Sur l’indemnité de fin de contrat
L’article L.1243-8 du code du travail dispose que lorsque, à l’issue d’un contrat de travail à durée déterminée, les relations contractuelles de travail ne se poursuivent pas par un contrat à durée indéterminée, le salarié a droit, à titre de complément de salaire, à une indemnité de fin de contrat destinée à compenser la précarité de sa situation.
Cette indemnité est égale à 10 % de la rémunération totale brute versée au salarié.
Elle s’ajoute à la rémunération totale brute due au salarié. Elle est versée à l’issue du contrat en même temps que le dernier salaire et figure sur le bulletin de salaire correspondant.
M. [Y] sollicite le versement d’une indemnité de fin de contrat égale à 10 % de la rémunération totale brute qui lui a été versée.
La cour constate, comme les premiers juges, que l’indemnité de précarité figure sur le bulletin de paie de février 2020.

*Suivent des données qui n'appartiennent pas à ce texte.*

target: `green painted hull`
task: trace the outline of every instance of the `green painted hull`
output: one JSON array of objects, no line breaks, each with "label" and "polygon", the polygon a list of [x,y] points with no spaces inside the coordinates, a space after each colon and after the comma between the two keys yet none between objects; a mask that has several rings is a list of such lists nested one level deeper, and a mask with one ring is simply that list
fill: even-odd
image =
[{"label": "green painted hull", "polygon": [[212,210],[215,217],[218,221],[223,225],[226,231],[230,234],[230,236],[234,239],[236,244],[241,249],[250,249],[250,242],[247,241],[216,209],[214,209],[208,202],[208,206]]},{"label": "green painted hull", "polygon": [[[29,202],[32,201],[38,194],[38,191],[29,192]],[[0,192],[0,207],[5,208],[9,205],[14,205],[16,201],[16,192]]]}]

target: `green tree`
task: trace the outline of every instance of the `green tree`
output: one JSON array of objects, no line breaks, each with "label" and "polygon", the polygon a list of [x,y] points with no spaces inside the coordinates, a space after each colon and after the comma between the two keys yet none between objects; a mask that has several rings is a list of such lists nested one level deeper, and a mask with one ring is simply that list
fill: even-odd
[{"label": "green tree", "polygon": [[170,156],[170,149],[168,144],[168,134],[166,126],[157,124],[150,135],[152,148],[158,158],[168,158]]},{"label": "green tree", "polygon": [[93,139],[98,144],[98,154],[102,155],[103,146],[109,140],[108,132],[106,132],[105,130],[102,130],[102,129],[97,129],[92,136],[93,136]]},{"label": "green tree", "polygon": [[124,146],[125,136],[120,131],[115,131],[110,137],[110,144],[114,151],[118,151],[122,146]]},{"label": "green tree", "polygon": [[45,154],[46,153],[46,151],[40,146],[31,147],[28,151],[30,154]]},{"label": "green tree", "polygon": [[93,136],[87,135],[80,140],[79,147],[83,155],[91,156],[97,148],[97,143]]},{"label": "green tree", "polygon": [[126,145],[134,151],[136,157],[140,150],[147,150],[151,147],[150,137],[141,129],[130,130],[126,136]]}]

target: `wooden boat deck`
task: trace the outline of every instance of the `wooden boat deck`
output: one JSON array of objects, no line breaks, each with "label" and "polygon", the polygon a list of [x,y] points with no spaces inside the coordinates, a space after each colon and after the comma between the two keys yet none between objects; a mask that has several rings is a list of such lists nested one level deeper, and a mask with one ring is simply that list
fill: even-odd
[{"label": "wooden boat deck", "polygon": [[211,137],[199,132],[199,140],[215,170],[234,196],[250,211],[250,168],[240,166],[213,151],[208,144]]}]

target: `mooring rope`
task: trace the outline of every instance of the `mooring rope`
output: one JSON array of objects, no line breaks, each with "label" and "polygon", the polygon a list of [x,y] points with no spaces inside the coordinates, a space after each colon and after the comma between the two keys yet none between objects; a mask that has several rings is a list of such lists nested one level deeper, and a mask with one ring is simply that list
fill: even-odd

Le jugement sera confirmé sur ce point.
PAR CES MOTIFS
La cour,
Rappelle que le jugement est définitif en ce qu’il a jugé que le contrat de M. [C] [Y] est un contrat à durée déterminée,
Confirme le jugement sauf en ce qu’il a débouté M. [Y] de ses demandes d’indemnité de congés payés et de prime de vacances,
Statuant à nouveau et y ajoutant,
Fixe au passif de la liquidation de la société [K] Construction les sommes de :
* 2 481 euros à titre d’indemnité compensatrice de préavis
* 1 396 euros à titre de prime de vacances,
Condamne la SCP [M] [Z] et [X] [U] en qualité de liquidateur judiciaire aux dépens.